Journalists reported numerous instances of harassment and assault by federal police and military forces, who often insisted that their actions should not be covered. Reporters and photographers in the states of Michoacán, Sinaloa, and Chihuahua, where the army was widely deployed, said they were often threatened by soldiers during news events. Sometimes, they said, soldiers detained or hit them, and damaged their gear or erased their photographs. Statements from the army often ascribed this treatment to new recruits not yet properly trained. Still, at least five journalists said they were detained and beaten by members of President Calderón’s personal military guard outside of the hotel where he was to speak in Ciudad Juárez in February, according to news reports. In its meeting with the president in September, the CPJ-IAPA delegation expressed concern that military forces and federal police officers were abusing the press.
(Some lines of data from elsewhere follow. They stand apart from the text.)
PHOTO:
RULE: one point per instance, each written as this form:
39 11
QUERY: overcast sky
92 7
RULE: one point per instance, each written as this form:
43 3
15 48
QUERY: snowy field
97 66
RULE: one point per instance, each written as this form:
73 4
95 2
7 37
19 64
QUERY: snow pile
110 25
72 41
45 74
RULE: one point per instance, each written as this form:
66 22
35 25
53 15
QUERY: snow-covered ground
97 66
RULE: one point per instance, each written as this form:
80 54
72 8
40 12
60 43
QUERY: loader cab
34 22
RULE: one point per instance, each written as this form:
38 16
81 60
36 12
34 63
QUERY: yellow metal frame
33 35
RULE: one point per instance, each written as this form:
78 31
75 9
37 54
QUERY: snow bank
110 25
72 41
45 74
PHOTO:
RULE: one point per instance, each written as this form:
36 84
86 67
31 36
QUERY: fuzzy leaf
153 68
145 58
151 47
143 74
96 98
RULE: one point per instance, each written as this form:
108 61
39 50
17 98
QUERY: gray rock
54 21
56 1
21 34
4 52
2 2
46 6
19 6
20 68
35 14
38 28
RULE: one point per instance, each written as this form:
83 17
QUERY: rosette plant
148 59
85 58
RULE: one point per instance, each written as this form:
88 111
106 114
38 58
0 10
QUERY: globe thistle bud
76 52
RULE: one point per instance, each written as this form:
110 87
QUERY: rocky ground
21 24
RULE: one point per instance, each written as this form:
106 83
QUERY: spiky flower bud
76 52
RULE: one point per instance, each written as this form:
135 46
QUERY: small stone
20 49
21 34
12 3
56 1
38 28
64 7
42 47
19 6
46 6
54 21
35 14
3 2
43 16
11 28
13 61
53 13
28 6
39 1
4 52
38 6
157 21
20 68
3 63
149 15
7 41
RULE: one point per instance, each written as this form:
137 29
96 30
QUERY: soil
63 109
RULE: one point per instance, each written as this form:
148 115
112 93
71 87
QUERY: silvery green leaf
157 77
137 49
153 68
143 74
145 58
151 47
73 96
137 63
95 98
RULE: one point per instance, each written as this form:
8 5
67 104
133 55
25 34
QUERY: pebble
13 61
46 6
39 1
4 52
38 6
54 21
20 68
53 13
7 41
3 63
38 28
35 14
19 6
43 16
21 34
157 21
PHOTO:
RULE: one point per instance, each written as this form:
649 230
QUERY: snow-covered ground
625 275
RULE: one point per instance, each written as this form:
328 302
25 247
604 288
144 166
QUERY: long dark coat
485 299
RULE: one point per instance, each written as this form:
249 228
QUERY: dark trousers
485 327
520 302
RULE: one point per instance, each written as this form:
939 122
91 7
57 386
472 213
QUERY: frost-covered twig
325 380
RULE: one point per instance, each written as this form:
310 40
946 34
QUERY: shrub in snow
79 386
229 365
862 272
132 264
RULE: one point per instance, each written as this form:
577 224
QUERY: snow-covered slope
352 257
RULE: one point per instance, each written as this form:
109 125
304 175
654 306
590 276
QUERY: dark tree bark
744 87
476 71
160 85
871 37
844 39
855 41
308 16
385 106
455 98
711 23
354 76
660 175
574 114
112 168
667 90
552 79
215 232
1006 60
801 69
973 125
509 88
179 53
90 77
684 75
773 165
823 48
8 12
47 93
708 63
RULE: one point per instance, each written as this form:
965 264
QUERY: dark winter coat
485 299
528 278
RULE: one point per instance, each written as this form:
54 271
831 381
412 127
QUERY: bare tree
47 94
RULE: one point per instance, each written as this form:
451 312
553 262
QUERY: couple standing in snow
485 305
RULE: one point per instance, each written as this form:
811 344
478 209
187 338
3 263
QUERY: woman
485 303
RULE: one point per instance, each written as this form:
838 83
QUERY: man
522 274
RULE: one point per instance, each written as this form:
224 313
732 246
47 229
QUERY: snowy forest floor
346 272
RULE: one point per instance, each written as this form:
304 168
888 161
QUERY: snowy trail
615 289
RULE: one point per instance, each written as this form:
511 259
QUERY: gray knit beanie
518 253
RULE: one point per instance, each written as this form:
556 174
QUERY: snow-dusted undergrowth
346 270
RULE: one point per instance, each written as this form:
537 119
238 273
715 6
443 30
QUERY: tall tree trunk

In May, a video camera operator, a still photographer, and a driver for the online newsmagazine Reporte Indigo were detained while working in front of the home of Genaro García Luna, head of the national Secretariat of Public Security. The magazine had been publishing a series of stories questioning how García could afford to buy the house. The three journalists were held for 20 hours, then released without charge, according to the Center for Journalism and Public Ethics, a Mexican press freedom group. In a June letter to President Calderón, CPJ called on the government to develop new procedures and training to ensure that soldiers and federal police did not obstruct the press.
In February, the only man charged in the killing of U.S. freelance journalist Bradley Will was exonerated by a judge. Will was killed in 2006 while covering protests in the southern state of Oaxaca. The man, Juan Manuel Martinez, was said to be a scapegoat by Will’s family and human rights groups, which pointed to gunmen working for the state governor as being responsible for the murder.